From the historic point of view, people have been afflicted by this disease since way back in 600 BC. However, leprosy outbreaks were first seen in the western regions of Europe sometime around 1000 AD. During the Middle Ages, many leprosy hospitals called leprosaria came into existence. According to Matthew Paris, a Benedictine monk and English chronicler, there were about 19,000 leprosy hospitals all over Europe during the beginning of the 13th century.

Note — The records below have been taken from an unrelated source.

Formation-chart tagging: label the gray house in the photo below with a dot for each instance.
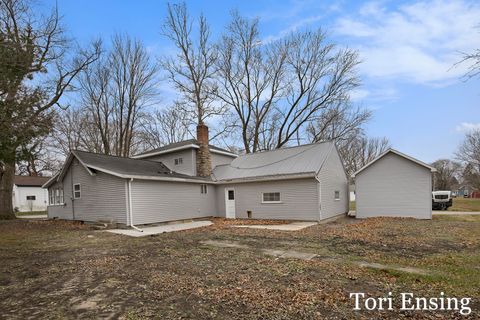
(394, 185)
(177, 182)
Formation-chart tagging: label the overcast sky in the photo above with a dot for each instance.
(408, 49)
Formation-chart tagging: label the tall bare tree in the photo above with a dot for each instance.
(447, 175)
(280, 90)
(115, 92)
(35, 71)
(192, 70)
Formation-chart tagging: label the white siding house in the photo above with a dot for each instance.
(394, 185)
(28, 194)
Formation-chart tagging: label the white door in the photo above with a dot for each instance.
(230, 203)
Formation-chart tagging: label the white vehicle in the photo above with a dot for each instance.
(441, 200)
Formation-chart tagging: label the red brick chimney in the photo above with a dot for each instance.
(204, 160)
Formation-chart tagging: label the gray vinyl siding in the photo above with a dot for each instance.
(219, 159)
(102, 198)
(333, 178)
(159, 201)
(299, 199)
(394, 186)
(188, 165)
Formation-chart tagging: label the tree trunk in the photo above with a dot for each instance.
(6, 191)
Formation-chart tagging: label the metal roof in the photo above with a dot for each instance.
(403, 155)
(192, 143)
(29, 181)
(301, 160)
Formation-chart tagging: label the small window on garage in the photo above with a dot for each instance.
(271, 197)
(77, 191)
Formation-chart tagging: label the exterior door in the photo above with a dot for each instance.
(229, 203)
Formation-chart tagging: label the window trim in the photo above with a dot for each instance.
(274, 201)
(79, 191)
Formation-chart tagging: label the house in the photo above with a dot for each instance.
(177, 182)
(28, 194)
(394, 185)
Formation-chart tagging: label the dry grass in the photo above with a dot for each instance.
(54, 269)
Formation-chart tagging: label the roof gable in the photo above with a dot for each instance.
(398, 153)
(182, 145)
(301, 160)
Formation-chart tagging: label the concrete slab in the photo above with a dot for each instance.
(225, 244)
(148, 231)
(453, 213)
(294, 226)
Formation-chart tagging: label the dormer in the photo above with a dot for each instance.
(181, 157)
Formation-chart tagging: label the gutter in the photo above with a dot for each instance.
(130, 209)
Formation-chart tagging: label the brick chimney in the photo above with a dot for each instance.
(204, 161)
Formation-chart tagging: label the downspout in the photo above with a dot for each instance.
(131, 206)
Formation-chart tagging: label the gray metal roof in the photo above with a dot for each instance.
(127, 167)
(287, 161)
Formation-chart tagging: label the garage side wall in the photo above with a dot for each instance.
(333, 178)
(299, 199)
(160, 201)
(394, 187)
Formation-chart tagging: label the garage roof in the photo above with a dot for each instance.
(397, 153)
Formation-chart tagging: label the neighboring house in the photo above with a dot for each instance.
(28, 194)
(298, 183)
(394, 185)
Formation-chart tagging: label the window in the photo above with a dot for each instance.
(337, 195)
(77, 191)
(271, 197)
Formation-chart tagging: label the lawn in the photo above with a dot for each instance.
(58, 270)
(465, 204)
(31, 213)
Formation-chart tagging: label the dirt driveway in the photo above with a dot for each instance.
(54, 269)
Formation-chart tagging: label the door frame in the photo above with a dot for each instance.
(226, 202)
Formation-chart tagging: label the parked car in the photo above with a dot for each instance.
(441, 200)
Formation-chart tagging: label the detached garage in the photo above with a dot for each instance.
(394, 185)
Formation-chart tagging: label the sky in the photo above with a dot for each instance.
(409, 51)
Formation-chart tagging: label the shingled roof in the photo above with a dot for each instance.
(191, 143)
(29, 181)
(302, 160)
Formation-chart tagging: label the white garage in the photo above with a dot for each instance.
(394, 185)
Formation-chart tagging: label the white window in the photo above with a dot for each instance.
(271, 197)
(337, 195)
(77, 191)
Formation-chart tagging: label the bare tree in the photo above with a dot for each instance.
(192, 70)
(115, 92)
(166, 126)
(447, 173)
(250, 78)
(31, 48)
(280, 90)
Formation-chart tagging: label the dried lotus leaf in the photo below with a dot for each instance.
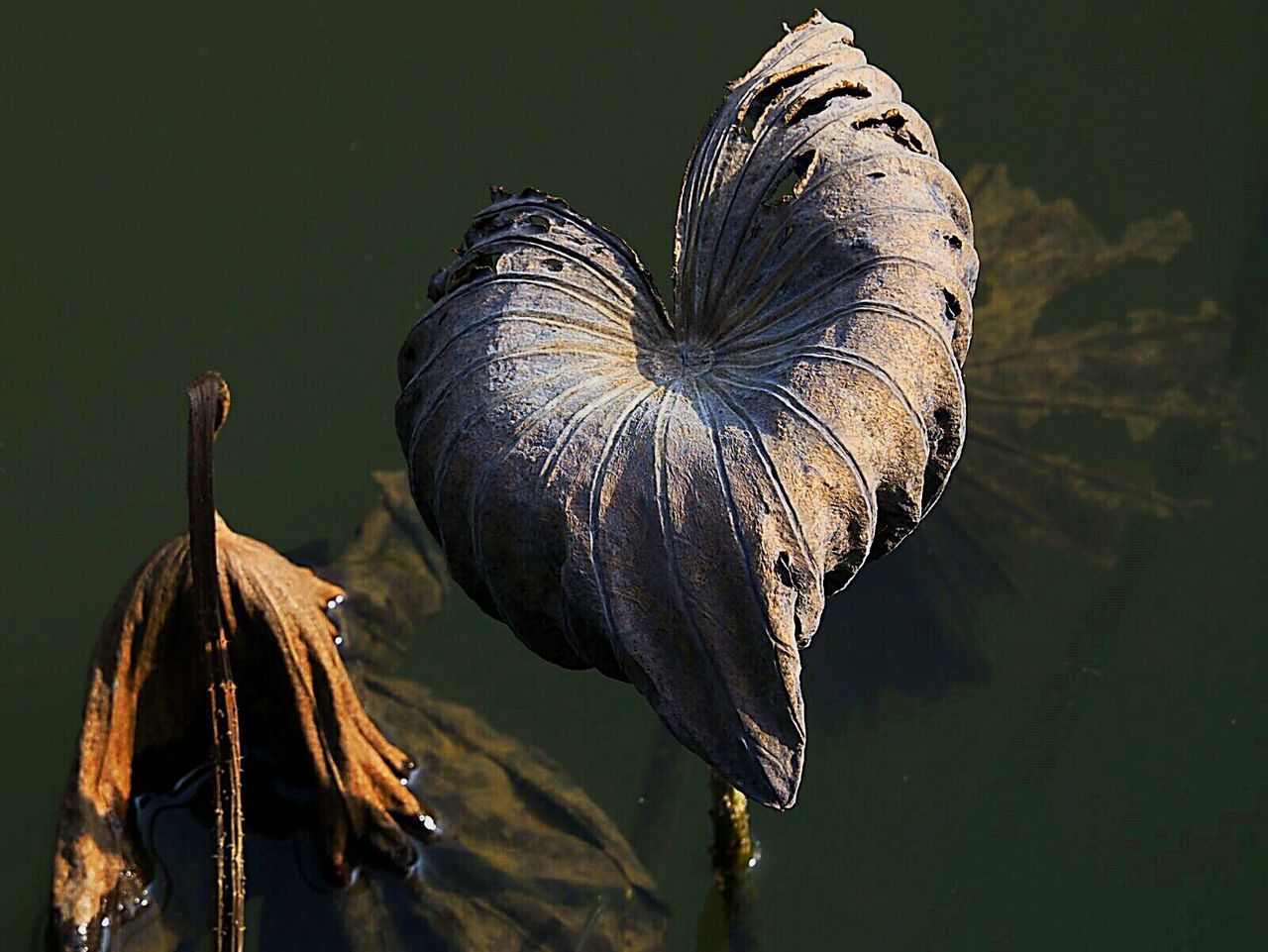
(669, 497)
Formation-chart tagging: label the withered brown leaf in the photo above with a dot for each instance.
(146, 725)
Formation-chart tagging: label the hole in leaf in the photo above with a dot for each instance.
(784, 570)
(816, 104)
(792, 184)
(895, 125)
(480, 264)
(752, 112)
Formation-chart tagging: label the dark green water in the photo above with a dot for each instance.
(266, 193)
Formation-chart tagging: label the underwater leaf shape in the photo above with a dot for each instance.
(1140, 370)
(528, 860)
(670, 497)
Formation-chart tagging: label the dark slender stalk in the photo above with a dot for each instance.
(733, 861)
(208, 408)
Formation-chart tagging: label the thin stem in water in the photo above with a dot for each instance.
(208, 408)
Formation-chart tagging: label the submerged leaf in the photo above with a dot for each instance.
(1150, 370)
(670, 497)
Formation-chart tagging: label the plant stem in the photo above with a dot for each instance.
(733, 860)
(208, 408)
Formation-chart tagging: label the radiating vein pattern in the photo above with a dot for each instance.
(669, 494)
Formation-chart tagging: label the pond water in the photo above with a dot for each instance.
(1077, 760)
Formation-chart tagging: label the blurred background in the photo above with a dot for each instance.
(1079, 761)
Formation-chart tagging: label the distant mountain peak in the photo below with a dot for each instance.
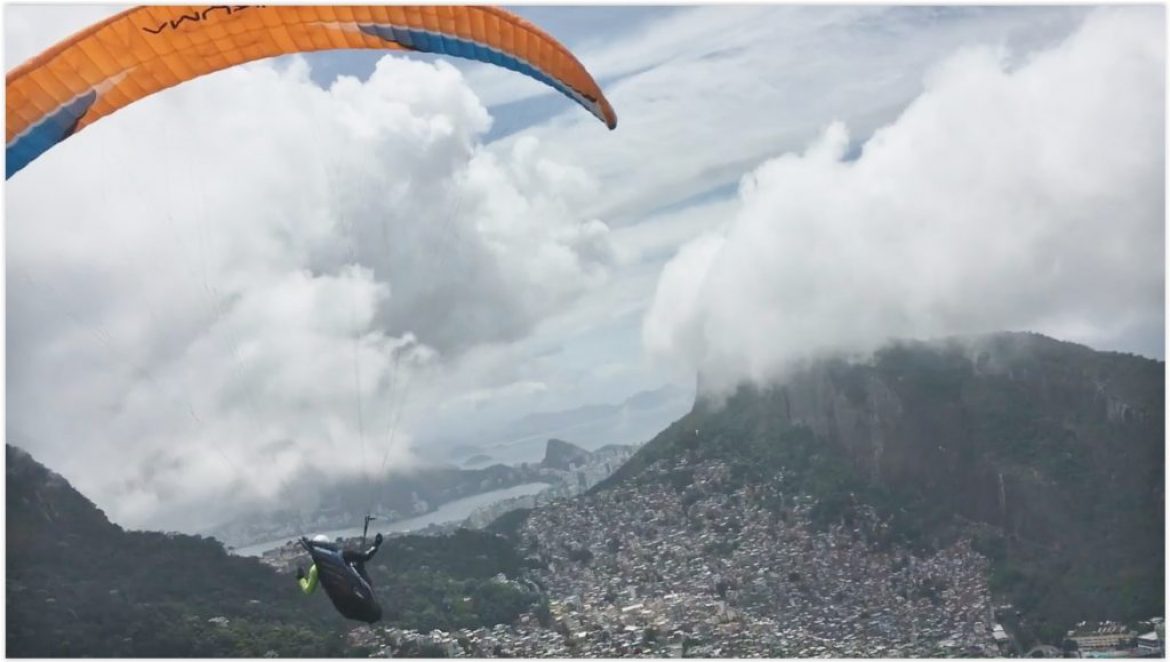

Malaria (Plasmodium falciparum) is prevalent in the tropical as well as sub-tropical regions of the world, which includes several parts of Africa, Asia and the two Americas. Every year, about 350 to 500 million cases of malaria are reported from across the globe. Treatment of malaria has become difficult during the 21st century owing to drug resistance. In fact, malaria has become resistant to all types of anti-malarial medications, save for artemisinins.
There was a time when malaria was widespread in most of the regions of Europe as well as North America. However, currently this disease is non-existent in these regions. It is assumed that malaria may have been responsible for the downfall of the mighty Roman Empire. This is perhaps the reason why malaria was also called "Roman fever". In fact, Plasmodium falciparum or malaria had turned out to be a real menace for colonists as well as the indigenous people, when the disease reached the Americas via slave trade. For instance, malaria was responsible for the devastation of Jamestown colony and the disease continued to ravage the Midwest and South regularly. Malaria had arrived in the Pacific Northwest by 1830. More than 1.2 million soldiers on both sides of the American Civil War were affected by malaria. Millions of people were afflicted by malaria in the southern United States and this continued until 1930s.
Yellow fever (also referred to as yellow jack) has been responsible for numerous ravaging epidemics. In fact, yellow fever epidemics have devastated several cities in the north, including Boston, Philadelphia and New York. A major, perhaps the largest in America's history, yellow fever epidemic appeared in the United Sates in 1793 claiming about 5,000 people just in Philadelphia, roughly 10 percent of the region's population then. The devastation was so severe that nearly 50 percent of the residents of the region, including President George Washington, had fled the region. During the days of colonization, the devastation caused by malaria and yellow fever led to West Africa being referred to as "the white man's grave".